ECLI:NL:RBAMS:2024:4100

Rechtbank Amsterdam

Datum uitspraak
4 juli 2024
Publicatiedatum
10 juli 2024
Zaaknummer
C/13/747616 / HA RK 24-89
Instantie
Rechtbank Amsterdam
Type
Uitspraak
Rechtsgebied
Civiel recht
Procedures
  • Beschikking
Vindplaatsen
  • Rechtspraak.nl
AI samenvatting door LexboostAutomatisch gegenereerd

Afwijzing verzoek voorlopig getuigenverhoor wegens strijd met de goede procesorde

In deze zaak heeft de Rechtbank Amsterdam op 4 juli 2024 een beschikking gegeven in een verzoek tot het houden van een voorlopig getuigenverhoor. De verzoekende partijen, Pon Bicycle Holding B.V. en haar buitenlandse dochterondernemingen, hebben Kenstone Metal Co.

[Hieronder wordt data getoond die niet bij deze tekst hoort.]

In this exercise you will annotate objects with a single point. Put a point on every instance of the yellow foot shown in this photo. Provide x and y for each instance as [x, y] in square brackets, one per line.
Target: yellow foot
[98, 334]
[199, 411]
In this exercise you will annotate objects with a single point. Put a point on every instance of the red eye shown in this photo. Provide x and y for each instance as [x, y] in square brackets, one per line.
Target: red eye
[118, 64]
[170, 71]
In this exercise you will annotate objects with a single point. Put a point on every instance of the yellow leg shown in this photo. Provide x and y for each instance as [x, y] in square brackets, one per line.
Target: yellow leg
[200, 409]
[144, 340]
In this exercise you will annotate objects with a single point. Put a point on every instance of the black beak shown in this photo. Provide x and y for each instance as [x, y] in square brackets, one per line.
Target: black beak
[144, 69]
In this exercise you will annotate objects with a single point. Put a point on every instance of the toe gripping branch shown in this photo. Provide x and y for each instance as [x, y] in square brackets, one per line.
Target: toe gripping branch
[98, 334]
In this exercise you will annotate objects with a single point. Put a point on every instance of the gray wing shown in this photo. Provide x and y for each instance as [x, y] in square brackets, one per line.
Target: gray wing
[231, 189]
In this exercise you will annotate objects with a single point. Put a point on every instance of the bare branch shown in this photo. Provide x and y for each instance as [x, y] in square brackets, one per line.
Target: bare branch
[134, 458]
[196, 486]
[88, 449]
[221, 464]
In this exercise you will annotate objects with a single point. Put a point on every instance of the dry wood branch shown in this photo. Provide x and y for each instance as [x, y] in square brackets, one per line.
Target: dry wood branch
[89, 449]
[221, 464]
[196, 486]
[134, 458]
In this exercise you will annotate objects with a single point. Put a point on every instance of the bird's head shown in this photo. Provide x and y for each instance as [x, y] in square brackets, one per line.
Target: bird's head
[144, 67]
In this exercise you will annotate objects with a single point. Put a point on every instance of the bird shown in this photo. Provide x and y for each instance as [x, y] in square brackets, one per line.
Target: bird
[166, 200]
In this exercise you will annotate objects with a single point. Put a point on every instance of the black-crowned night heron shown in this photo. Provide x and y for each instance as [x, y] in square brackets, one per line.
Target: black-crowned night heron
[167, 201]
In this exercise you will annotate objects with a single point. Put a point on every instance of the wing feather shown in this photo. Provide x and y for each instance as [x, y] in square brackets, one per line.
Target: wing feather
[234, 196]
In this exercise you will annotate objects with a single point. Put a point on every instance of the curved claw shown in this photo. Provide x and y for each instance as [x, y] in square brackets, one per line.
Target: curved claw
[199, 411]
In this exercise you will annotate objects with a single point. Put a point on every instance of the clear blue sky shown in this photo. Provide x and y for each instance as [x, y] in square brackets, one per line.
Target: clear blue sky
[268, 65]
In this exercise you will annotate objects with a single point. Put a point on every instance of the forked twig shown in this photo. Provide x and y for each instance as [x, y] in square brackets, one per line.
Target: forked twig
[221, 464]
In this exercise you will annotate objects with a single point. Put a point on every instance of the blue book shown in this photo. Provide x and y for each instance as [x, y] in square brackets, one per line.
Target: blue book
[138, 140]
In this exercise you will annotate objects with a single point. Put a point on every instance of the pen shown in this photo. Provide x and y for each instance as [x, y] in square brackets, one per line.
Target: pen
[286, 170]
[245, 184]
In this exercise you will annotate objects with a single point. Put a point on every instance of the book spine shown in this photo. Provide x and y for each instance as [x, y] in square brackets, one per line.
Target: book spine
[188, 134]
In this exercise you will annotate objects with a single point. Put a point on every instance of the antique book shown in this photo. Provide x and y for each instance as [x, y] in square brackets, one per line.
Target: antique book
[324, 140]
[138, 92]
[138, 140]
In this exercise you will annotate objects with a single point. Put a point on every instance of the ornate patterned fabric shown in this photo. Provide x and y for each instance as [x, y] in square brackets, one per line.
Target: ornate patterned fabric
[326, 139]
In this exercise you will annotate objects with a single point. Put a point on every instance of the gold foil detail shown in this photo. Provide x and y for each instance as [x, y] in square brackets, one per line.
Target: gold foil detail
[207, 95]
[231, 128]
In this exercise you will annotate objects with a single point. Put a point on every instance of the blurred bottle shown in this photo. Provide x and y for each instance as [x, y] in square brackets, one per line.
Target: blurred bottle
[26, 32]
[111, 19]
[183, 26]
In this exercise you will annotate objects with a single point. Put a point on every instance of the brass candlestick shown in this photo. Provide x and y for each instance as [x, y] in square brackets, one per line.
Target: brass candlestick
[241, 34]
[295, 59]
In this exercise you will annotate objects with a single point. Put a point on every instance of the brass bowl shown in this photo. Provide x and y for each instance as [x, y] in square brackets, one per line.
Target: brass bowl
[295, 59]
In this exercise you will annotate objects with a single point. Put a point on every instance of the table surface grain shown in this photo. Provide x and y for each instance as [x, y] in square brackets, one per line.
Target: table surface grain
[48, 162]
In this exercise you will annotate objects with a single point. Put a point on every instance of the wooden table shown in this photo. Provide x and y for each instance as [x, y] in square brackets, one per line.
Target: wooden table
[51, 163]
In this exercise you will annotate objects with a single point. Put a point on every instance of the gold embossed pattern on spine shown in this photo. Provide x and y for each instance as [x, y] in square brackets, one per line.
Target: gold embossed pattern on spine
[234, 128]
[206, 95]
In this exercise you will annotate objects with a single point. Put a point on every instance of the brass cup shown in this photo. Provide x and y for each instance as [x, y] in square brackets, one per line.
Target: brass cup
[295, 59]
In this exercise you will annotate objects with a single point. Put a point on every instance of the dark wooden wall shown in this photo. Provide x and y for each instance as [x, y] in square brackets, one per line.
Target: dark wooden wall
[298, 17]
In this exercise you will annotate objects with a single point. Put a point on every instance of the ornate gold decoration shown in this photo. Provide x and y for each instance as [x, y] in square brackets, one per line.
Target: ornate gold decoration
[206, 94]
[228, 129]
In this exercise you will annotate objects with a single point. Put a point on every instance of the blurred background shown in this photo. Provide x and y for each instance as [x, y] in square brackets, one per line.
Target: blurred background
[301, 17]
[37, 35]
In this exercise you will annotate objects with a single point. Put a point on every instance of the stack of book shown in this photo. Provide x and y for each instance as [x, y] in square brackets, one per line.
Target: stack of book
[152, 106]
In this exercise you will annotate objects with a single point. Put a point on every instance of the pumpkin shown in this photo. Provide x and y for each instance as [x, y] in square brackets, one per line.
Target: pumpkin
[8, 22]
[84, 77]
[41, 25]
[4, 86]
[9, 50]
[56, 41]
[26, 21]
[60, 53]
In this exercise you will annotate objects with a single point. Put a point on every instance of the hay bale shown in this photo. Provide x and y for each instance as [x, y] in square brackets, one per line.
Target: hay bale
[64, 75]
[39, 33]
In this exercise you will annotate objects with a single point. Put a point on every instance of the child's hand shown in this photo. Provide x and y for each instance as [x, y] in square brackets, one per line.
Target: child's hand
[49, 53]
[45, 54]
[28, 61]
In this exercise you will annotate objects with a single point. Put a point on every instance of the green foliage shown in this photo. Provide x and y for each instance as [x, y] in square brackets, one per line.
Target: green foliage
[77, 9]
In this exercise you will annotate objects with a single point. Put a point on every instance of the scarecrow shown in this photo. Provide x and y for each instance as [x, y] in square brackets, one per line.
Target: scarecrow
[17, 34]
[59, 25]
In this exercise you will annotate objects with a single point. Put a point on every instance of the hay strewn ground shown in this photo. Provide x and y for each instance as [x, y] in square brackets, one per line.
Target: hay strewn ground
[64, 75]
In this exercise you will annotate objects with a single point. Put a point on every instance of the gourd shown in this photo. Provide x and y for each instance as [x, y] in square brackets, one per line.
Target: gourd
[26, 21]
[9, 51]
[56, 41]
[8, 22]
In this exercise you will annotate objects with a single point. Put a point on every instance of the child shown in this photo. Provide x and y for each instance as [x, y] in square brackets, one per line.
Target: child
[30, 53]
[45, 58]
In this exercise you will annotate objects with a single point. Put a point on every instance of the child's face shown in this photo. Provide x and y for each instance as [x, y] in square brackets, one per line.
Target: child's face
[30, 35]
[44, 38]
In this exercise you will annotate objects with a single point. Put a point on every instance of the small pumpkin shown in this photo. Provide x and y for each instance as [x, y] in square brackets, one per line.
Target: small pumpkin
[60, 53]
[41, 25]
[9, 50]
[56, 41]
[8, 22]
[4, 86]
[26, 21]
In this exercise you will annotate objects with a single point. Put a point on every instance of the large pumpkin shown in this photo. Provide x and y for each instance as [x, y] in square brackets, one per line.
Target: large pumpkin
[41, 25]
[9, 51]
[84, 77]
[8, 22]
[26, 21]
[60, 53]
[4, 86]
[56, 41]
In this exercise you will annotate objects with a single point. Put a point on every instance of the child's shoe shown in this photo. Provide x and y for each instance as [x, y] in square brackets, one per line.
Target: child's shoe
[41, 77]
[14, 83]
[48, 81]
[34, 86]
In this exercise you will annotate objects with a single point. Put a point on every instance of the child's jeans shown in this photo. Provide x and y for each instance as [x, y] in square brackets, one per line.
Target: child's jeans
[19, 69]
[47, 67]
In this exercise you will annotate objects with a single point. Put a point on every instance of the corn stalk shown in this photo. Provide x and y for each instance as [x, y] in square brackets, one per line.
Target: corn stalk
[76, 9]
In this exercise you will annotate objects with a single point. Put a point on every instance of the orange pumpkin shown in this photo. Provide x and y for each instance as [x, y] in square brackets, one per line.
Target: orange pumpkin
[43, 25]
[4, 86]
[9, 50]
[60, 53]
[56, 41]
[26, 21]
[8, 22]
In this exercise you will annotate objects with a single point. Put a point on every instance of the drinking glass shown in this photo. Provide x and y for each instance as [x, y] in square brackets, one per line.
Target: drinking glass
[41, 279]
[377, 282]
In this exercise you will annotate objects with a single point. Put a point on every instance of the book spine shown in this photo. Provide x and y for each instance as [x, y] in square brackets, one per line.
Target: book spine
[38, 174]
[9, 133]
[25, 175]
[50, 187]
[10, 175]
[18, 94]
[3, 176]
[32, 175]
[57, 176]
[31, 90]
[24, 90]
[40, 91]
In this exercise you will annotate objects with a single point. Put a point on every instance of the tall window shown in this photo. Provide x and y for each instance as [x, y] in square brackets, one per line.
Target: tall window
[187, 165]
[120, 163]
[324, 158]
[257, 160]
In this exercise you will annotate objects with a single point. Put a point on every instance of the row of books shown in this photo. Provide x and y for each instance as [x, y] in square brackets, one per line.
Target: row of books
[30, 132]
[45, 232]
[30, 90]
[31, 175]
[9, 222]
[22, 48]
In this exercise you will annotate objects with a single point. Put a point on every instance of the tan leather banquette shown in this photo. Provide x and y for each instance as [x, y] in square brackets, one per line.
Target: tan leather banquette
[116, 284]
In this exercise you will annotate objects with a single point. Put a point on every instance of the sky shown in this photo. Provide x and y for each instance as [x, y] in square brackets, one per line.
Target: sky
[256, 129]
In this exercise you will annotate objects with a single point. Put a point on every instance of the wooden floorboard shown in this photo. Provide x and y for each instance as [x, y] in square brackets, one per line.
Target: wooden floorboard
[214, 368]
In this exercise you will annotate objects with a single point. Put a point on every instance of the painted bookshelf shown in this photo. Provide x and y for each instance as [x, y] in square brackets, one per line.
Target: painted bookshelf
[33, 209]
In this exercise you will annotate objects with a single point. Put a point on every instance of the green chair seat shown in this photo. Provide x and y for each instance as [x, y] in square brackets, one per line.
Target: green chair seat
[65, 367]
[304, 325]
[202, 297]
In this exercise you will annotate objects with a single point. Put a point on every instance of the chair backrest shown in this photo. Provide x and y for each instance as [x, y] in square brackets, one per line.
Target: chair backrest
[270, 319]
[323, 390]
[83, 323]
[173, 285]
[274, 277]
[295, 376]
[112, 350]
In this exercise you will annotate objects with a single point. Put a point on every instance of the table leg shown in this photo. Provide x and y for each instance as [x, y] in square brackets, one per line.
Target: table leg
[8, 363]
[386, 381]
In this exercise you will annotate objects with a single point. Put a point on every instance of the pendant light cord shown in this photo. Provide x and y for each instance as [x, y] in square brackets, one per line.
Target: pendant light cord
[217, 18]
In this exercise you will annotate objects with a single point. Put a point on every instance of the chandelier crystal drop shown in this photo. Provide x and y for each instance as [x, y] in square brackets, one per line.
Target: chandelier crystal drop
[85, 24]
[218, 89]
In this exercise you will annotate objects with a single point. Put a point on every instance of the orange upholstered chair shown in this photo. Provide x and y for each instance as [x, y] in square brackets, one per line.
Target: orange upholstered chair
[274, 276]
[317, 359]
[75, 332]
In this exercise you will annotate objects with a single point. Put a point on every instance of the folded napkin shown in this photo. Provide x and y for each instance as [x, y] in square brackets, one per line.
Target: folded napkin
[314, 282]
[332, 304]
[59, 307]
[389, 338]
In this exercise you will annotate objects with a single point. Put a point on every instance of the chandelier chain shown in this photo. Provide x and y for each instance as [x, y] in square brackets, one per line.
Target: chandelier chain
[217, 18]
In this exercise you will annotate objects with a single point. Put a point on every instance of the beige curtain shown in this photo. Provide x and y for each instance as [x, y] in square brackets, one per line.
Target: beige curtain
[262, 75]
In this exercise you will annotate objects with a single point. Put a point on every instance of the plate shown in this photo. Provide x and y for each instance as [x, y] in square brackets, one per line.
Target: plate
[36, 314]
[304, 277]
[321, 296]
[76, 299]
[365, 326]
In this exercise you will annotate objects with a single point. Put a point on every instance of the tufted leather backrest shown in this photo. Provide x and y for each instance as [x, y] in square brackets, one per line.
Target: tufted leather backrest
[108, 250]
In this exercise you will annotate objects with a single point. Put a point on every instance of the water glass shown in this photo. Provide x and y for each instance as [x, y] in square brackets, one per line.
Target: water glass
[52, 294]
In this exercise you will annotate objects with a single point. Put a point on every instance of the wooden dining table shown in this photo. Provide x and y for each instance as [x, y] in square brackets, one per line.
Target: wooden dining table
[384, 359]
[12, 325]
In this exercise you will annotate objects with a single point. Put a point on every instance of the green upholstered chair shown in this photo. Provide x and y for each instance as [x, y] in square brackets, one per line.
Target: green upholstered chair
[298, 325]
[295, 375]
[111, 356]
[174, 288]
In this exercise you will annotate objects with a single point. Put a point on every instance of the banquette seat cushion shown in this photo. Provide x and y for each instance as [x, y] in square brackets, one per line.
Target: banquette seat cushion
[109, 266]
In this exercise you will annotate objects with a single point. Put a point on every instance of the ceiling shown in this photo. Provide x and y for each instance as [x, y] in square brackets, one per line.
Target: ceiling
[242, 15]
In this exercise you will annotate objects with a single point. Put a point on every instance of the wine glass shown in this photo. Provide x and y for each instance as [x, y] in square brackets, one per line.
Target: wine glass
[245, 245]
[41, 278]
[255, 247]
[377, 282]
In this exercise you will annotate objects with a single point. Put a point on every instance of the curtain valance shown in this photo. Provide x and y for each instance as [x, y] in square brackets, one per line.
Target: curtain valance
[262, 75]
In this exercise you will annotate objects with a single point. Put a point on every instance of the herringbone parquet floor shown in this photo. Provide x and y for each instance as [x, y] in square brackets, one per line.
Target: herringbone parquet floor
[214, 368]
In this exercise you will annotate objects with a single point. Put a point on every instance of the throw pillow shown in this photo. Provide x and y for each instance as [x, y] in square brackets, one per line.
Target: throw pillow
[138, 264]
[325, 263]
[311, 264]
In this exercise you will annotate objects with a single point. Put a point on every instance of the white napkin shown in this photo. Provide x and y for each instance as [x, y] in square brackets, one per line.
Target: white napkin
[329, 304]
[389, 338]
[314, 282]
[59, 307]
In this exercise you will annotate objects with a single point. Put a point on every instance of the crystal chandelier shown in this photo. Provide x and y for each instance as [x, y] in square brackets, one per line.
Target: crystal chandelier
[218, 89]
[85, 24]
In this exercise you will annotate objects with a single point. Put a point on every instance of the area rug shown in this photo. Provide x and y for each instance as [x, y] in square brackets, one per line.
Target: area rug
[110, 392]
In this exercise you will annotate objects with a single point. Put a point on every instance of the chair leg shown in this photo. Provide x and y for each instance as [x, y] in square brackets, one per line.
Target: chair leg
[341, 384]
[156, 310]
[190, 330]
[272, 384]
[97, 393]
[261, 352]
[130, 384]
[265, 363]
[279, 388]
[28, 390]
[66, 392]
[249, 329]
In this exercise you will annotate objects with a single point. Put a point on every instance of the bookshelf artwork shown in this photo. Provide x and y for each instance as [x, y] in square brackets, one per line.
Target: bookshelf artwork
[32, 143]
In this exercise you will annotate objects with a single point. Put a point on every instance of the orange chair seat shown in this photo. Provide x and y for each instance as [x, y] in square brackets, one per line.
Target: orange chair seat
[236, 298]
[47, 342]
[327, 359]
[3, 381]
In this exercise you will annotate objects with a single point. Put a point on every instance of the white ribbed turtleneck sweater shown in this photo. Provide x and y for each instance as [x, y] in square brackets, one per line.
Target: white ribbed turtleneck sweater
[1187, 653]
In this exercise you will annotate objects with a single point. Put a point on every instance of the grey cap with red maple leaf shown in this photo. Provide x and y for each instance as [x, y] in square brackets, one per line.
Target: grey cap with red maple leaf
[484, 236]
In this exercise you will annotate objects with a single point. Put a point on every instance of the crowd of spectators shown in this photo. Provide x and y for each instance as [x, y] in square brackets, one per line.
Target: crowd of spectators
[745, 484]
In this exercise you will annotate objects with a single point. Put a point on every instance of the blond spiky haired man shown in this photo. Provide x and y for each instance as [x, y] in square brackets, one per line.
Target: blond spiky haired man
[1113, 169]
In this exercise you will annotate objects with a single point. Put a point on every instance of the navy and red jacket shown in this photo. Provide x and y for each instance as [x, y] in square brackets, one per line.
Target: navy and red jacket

GmbH en Kenstone Metal Co. Ltd aangeklaagd wegens een vermeende tekortkoming in de levering van geassembleerde fietsen. Pon vordert een schadevergoeding van meer dan € 5,5 miljoen, gebaseerd op een contractuele aansprakelijkheidslimiet van $ 2 miljoen per jaar. Pon heeft een dagvaarding uitgebracht en verzoekt de rechtbank om een voorlopig getuigenverhoor om aanvullend bewijs te verkrijgen over de aansprakelijkheid van Kenstone.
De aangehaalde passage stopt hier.